Comparing Oracle MySQL Group Replication and Galera Cluster through a probability perpective seems quite interesting.
At commit time both use a group certification process that requires network round trips. The required time for these network roundtrips is what will mainly determined the cost of a transaction. Let us try to compute an estimate of the certification process cost. The duration of these network roundtrips duration can be model by random variable with an associated probability distribution law.
For Galera all nodes take part in the process so the time taken is dimensioned by the worst roundtrip duration.
For group replication it is a majority voting and the time taken is dimensioned by the worst case of the majority.

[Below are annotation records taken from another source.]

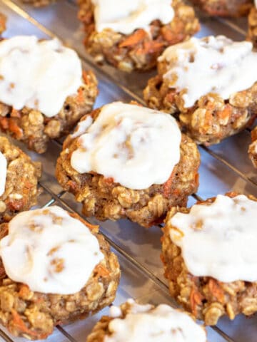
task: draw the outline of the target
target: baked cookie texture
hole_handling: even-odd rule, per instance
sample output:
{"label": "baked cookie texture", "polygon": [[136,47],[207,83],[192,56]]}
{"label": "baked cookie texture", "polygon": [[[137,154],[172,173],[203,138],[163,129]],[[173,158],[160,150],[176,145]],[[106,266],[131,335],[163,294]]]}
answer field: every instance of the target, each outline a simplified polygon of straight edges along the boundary
{"label": "baked cookie texture", "polygon": [[[122,304],[120,306],[119,306],[119,309],[120,310],[121,312],[118,318],[123,320],[126,317],[128,314],[132,313],[133,314],[134,313],[134,311],[133,311],[134,305],[135,305],[135,302],[130,299],[128,299],[126,302]],[[153,311],[154,308],[156,308],[156,306],[149,306],[150,308],[148,309],[148,311],[144,309],[144,312],[149,313],[151,311]],[[177,311],[183,312],[180,310],[177,310]],[[188,314],[188,314],[186,314],[186,313],[183,313],[183,314]],[[86,342],[104,342],[104,341],[106,341],[105,340],[106,337],[111,337],[112,335],[112,332],[109,329],[109,323],[114,319],[115,319],[114,317],[111,317],[109,316],[104,316],[103,317],[101,317],[100,321],[96,323],[96,324],[93,328],[92,331],[88,336]],[[192,336],[192,338],[193,338],[193,336]]]}
{"label": "baked cookie texture", "polygon": [[[57,324],[93,314],[114,300],[120,278],[118,259],[98,234],[97,226],[88,227],[96,237],[104,259],[81,290],[74,294],[34,292],[28,286],[10,279],[0,259],[0,321],[14,336],[46,338]],[[0,224],[0,238],[7,234],[8,224]]]}
{"label": "baked cookie texture", "polygon": [[251,131],[252,142],[249,145],[248,155],[253,165],[257,167],[257,127]]}
{"label": "baked cookie texture", "polygon": [[[228,193],[233,197],[238,194]],[[253,196],[251,200],[257,201]],[[199,202],[207,205],[216,198]],[[236,281],[219,281],[210,276],[196,276],[188,270],[181,254],[181,249],[170,238],[168,223],[177,212],[188,213],[190,208],[173,207],[166,219],[163,229],[161,260],[164,275],[168,281],[171,295],[194,316],[207,325],[215,325],[220,317],[226,315],[233,319],[237,314],[251,316],[257,311],[257,282]],[[176,229],[176,227],[174,227]]]}
{"label": "baked cookie texture", "polygon": [[252,0],[191,0],[211,16],[243,16],[249,12]]}
{"label": "baked cookie texture", "polygon": [[[100,111],[101,108],[97,109],[88,115],[95,120]],[[76,171],[71,165],[71,157],[79,139],[72,135],[66,139],[57,160],[56,175],[64,189],[82,204],[82,212],[86,217],[94,216],[102,221],[128,218],[149,227],[162,222],[171,207],[186,205],[188,196],[198,188],[200,154],[187,135],[182,135],[180,161],[168,181],[140,190],[124,187],[102,175]]]}
{"label": "baked cookie texture", "polygon": [[147,105],[174,115],[182,130],[196,143],[217,144],[250,126],[257,113],[257,83],[248,89],[231,94],[224,100],[208,93],[189,108],[184,105],[185,90],[169,86],[163,76],[169,66],[166,61],[158,62],[158,75],[149,79],[143,90]]}
{"label": "baked cookie texture", "polygon": [[170,24],[158,20],[151,23],[151,36],[143,29],[122,34],[111,29],[97,32],[91,0],[79,0],[79,19],[84,26],[84,44],[99,62],[104,60],[124,71],[146,71],[154,68],[166,47],[188,39],[200,29],[193,9],[181,0],[173,0],[174,18]]}
{"label": "baked cookie texture", "polygon": [[4,194],[0,196],[0,223],[9,221],[15,214],[36,204],[37,187],[41,165],[33,162],[19,148],[0,136],[0,152],[7,161],[7,175]]}
{"label": "baked cookie texture", "polygon": [[84,71],[83,82],[74,95],[68,96],[59,113],[48,118],[39,110],[23,108],[16,110],[0,103],[0,129],[38,153],[44,153],[51,139],[69,133],[79,119],[91,110],[98,94],[92,71]]}
{"label": "baked cookie texture", "polygon": [[248,15],[248,38],[251,40],[255,48],[257,47],[257,9],[253,6]]}

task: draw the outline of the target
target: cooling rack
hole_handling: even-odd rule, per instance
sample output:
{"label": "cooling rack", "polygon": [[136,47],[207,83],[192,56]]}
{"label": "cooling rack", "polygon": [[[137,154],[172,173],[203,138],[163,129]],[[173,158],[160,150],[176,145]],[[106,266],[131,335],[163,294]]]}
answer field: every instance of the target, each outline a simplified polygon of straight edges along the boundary
{"label": "cooling rack", "polygon": [[[4,36],[35,34],[43,38],[58,37],[77,51],[84,68],[94,70],[99,82],[99,95],[96,108],[118,100],[136,100],[143,103],[142,90],[148,78],[154,75],[154,71],[130,75],[106,65],[101,67],[96,65],[83,46],[83,30],[77,20],[78,9],[73,0],[59,0],[44,9],[34,9],[18,0],[0,0],[0,11],[8,17],[7,30]],[[246,36],[246,19],[211,19],[202,14],[198,14],[202,24],[198,36],[226,34],[233,39],[242,40]],[[190,197],[188,205],[192,205],[196,200],[230,190],[257,196],[257,172],[247,156],[250,141],[250,131],[246,130],[218,145],[200,147],[200,186],[197,194]],[[42,192],[38,207],[57,204],[79,214],[79,204],[70,194],[62,190],[54,177],[55,164],[61,150],[61,141],[52,141],[48,151],[42,155],[28,151],[23,145],[19,144],[19,146],[34,160],[39,160],[43,164],[44,172],[40,181]],[[101,234],[119,259],[122,276],[116,304],[132,297],[142,304],[166,303],[176,306],[168,294],[167,282],[163,275],[159,227],[146,230],[127,220],[118,222],[89,221],[100,224]],[[65,326],[57,326],[47,341],[85,342],[96,321],[107,313],[108,309],[105,309],[92,317]],[[216,326],[208,328],[207,331],[208,342],[256,342],[257,316],[246,318],[238,316],[233,321],[223,318]],[[0,326],[0,341],[21,342],[26,340],[14,338]]]}

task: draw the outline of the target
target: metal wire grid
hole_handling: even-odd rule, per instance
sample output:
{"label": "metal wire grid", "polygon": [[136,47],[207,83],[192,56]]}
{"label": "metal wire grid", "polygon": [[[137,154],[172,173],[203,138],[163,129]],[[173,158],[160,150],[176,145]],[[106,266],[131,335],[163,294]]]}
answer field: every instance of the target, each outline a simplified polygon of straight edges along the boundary
{"label": "metal wire grid", "polygon": [[[76,6],[74,0],[66,0],[66,1],[70,3],[72,6]],[[18,4],[16,4],[13,2],[11,0],[1,0],[1,1],[5,5],[6,5],[11,11],[15,12],[19,16],[21,16],[26,20],[29,21],[33,25],[36,26],[39,30],[44,32],[46,36],[52,38],[57,36],[57,38],[60,38],[60,37],[59,37],[56,34],[55,34],[54,32],[52,32],[45,26],[40,24],[37,20],[33,18],[33,16],[29,14],[29,13],[24,11],[24,9],[23,9],[23,8],[21,8],[19,6],[19,2]],[[233,30],[235,32],[237,32],[238,33],[242,36],[245,36],[246,34],[246,30],[242,28],[241,26],[238,25],[236,22],[234,22],[228,19],[224,19],[221,18],[216,18],[213,20],[216,21],[216,25],[218,25],[219,23],[221,23],[222,24],[229,27],[230,28]],[[111,72],[109,72],[108,71],[106,71],[106,70],[96,65],[90,56],[86,56],[85,53],[81,54],[79,53],[79,51],[77,51],[77,52],[80,56],[81,60],[84,61],[88,65],[89,65],[93,68],[93,70],[96,72],[97,76],[100,77],[101,80],[104,80],[107,82],[115,83],[116,86],[119,88],[120,88],[120,90],[123,93],[124,93],[124,94],[126,94],[128,98],[135,100],[138,103],[144,104],[143,100],[137,93],[136,93],[133,91],[131,91],[127,86],[122,85],[120,83],[117,83],[117,79],[115,77],[114,77]],[[246,130],[246,134],[249,134],[248,131]],[[61,150],[61,144],[59,141],[55,141],[54,143],[56,145],[57,148],[59,148]],[[213,149],[200,146],[200,150],[201,151],[206,152],[210,156],[215,158],[218,162],[221,162],[223,165],[228,167],[232,172],[236,173],[239,177],[241,177],[245,182],[246,182],[246,183],[250,183],[252,186],[254,187],[255,190],[257,191],[257,189],[256,187],[257,187],[257,180],[254,179],[254,177],[253,178],[251,175],[246,174],[243,171],[240,170],[240,168],[235,166],[232,162],[230,162],[226,158],[221,157],[218,152],[217,153],[216,152],[215,152],[215,150],[213,150]],[[52,190],[51,187],[47,185],[47,182],[46,183],[44,182],[40,182],[39,185],[42,187],[42,189],[44,189],[44,191],[45,192],[45,193],[48,194],[50,198],[45,203],[44,203],[44,204],[41,207],[46,207],[53,204],[54,203],[56,203],[62,206],[65,209],[69,210],[70,212],[77,212],[77,214],[80,214],[79,212],[78,212],[76,210],[74,210],[74,207],[71,207],[71,205],[69,204],[69,202],[66,200],[65,195],[67,194],[65,191],[59,191],[56,193],[55,193],[55,192]],[[198,194],[193,195],[193,197],[196,200],[202,200],[201,197]],[[129,253],[128,253],[125,249],[121,247],[117,243],[116,243],[111,239],[110,239],[110,237],[107,236],[106,234],[105,234],[102,229],[101,229],[101,232],[104,235],[106,239],[109,242],[109,243],[111,244],[112,248],[116,252],[118,252],[118,254],[124,256],[129,263],[133,265],[133,266],[135,266],[138,270],[140,270],[141,273],[144,274],[144,275],[146,277],[151,279],[152,281],[158,286],[158,288],[161,289],[161,291],[168,294],[168,289],[165,281],[163,281],[158,276],[156,276],[151,269],[147,268],[142,263],[139,262],[136,259],[136,258],[135,258],[134,256],[131,256]],[[175,302],[173,302],[172,304],[174,306],[176,306]],[[222,336],[225,341],[228,342],[235,342],[234,339],[229,337],[226,332],[224,332],[218,326],[213,326],[212,327],[212,328],[215,330],[218,333],[218,334]],[[56,329],[58,329],[59,331],[71,342],[77,342],[77,340],[74,338],[67,331],[67,330],[65,328],[61,327],[60,326],[57,326]],[[6,342],[14,342],[14,339],[12,339],[9,336],[9,334],[7,334],[4,331],[4,330],[1,328],[0,328],[0,337]]]}

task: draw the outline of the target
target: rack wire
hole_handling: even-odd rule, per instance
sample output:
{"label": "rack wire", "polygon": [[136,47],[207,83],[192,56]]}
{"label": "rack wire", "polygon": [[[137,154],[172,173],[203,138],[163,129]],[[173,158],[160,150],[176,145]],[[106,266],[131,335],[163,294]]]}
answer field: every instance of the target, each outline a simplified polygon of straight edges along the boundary
{"label": "rack wire", "polygon": [[[146,80],[153,73],[127,76],[110,66],[96,65],[83,47],[83,33],[76,20],[77,8],[74,0],[60,1],[55,5],[37,9],[24,5],[19,0],[1,0],[0,11],[9,17],[7,36],[34,33],[41,38],[57,37],[74,48],[81,58],[84,67],[93,69],[99,79],[100,97],[96,107],[120,99],[136,100],[143,104],[141,90]],[[203,27],[200,33],[201,36],[224,33],[238,40],[243,39],[246,36],[246,19],[232,21],[205,16],[201,19]],[[249,142],[250,134],[246,130],[217,146],[200,147],[202,159],[200,187],[198,193],[190,197],[189,204],[231,190],[257,195],[257,177],[246,154]],[[53,141],[49,150],[42,156],[26,150],[22,145],[21,147],[34,159],[41,161],[45,167],[39,183],[43,192],[39,197],[39,207],[58,204],[81,214],[79,205],[75,203],[72,196],[62,190],[54,178],[54,165],[61,149],[61,142]],[[89,221],[94,224],[100,223],[94,219]],[[160,227],[153,227],[147,232],[126,220],[115,223],[101,222],[100,225],[101,233],[119,257],[123,271],[119,288],[121,294],[118,293],[116,303],[129,296],[142,303],[166,301],[177,306],[168,294],[167,282],[163,276],[161,264],[158,259],[161,235]],[[142,285],[138,286],[138,282]],[[53,336],[47,341],[86,341],[86,332],[90,331],[101,314],[64,327],[57,326]],[[222,318],[218,326],[208,328],[208,333],[209,342],[253,342],[256,341],[255,336],[257,336],[256,318],[246,320],[239,316],[233,322]],[[3,327],[0,328],[0,340],[6,342],[24,341],[23,338],[11,337]]]}

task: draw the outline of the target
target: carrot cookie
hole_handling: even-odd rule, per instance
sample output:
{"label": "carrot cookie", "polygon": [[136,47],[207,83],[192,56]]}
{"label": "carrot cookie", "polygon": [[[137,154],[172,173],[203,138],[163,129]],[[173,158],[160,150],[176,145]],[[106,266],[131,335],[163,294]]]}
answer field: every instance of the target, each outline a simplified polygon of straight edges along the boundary
{"label": "carrot cookie", "polygon": [[0,223],[36,203],[41,163],[0,136]]}
{"label": "carrot cookie", "polygon": [[171,115],[115,102],[81,119],[64,142],[56,177],[87,217],[148,227],[185,205],[198,187],[199,162],[196,144]]}
{"label": "carrot cookie", "polygon": [[249,158],[253,166],[257,167],[257,126],[251,132],[252,143],[248,148]]}
{"label": "carrot cookie", "polygon": [[0,235],[0,322],[14,336],[46,338],[114,301],[119,265],[96,226],[54,206],[19,214]]}
{"label": "carrot cookie", "polygon": [[82,73],[76,52],[57,39],[34,36],[0,41],[0,129],[43,153],[91,110],[92,72]]}
{"label": "carrot cookie", "polygon": [[242,16],[249,12],[253,0],[191,0],[211,16]]}
{"label": "carrot cookie", "polygon": [[192,7],[181,0],[79,0],[86,50],[124,71],[148,70],[170,45],[200,28]]}
{"label": "carrot cookie", "polygon": [[86,342],[206,342],[206,333],[185,312],[168,305],[139,305],[128,299],[111,306],[110,316],[96,323]]}
{"label": "carrot cookie", "polygon": [[252,43],[209,36],[168,48],[143,91],[149,107],[176,115],[198,143],[216,144],[257,114],[257,53]]}
{"label": "carrot cookie", "polygon": [[208,325],[257,311],[256,201],[218,195],[166,219],[161,258],[171,294]]}

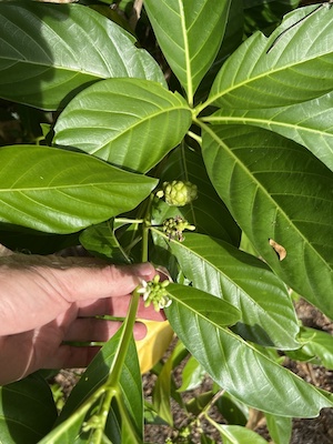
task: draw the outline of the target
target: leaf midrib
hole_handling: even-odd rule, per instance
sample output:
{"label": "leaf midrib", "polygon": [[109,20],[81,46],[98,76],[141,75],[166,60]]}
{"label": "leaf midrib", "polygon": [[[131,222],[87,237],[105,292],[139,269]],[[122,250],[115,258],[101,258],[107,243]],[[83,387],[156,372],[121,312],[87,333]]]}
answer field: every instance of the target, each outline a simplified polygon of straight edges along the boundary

Said in another way : if we have N+1 nodes (N being an even number to be sure to have a good majority voting process) you randomly get N non correlated durations for each round trip. We exclude one node(the local node were the transaction is taking place) as no network roundtrip is required even if logically it takes part in the certification process. This local cost is anyway much smaller that the others roundtrip cots.
For Galera Cluster the longest of the N durations is what will dimension the duration of the certification process.
For Group Replication the maximum of the N/2 smallest duration will be the duration of the certification process.
For example for a 9 nodes cluster we need to compare the slowest of 8 vs the slowest of the 4 fastest among 8 😉
These two metrics have a very different statistical behaviour ! One is converging to the mean while the other one is increasing with the number of nodes and unfortunately depending on the statistical standard deviation ! The bigger the number of nodes and the bigger the standard deviation the bigger it will diverge from the mean value 🙁
What is very important to notice is the more you increase the total number of nodes in the cluster the bigger the random variable expressed by the maximum of the N random numbers grows. The speed of the growth depends on the standard deviation and the number of nodes. On the other hand the biggest of the N/2 smallest durations converges to the mean and will show less variance with more nodes.
So the more nodes we have in a cluster the biggest is the performance gap between Group replication and Galera Cluster. In the same way with a high standard deviation Galera Cluster will have a natural tendency to go far from the mean . It is important to notice that the standard deviation will naturally increase with a loaded system. For a loaded system the network roundtrip cost can statistically have outliers values far from the mean value. These outliers do not mater for Group replication but they do for Galera Cluster as the cost of certification is based on the worst roundtrip duration.
This very simple statistical fact certainly explains the difference in benchmarks comparing Group replication and Galera Cluster performance.
For those interested by the mathematics behind this behaviour the expected value for the maximum of N normal random variables is describe here :
This document basically tells that if you have N independent random variables distributed according to a normal law with mean M and standard deviation S then the expected value of the maximum of all these random variables is :
M + k*S
in our case k is a coefficient that depends on the number of nodes :
.56418958354775628695 for 2 nodes
.84628437532163443042 for 3 nodes
1.0293753730039641321 for 4 nodes
1.1629644736405196128 for 5 nodes
1.2672063606114712976 for 6 nodes
So to summarise if we have 4 nodes the Galera cluster certification process will cost on average M + 1.02*S
This can be big as it depends on the standard deviation and unfortunately when you benchmark you are close to the limit and this can introduce very high variance in the network roundtrip cost.
The distribution law was supposed to be a normal law but it seems for network roundtrip a better law might be an Erlang_distribution. I think that might just make the result even worse. There might be some folks in the readers of this blog post that have better knowledge than me on system/network modelling : . any objection is welcome 😉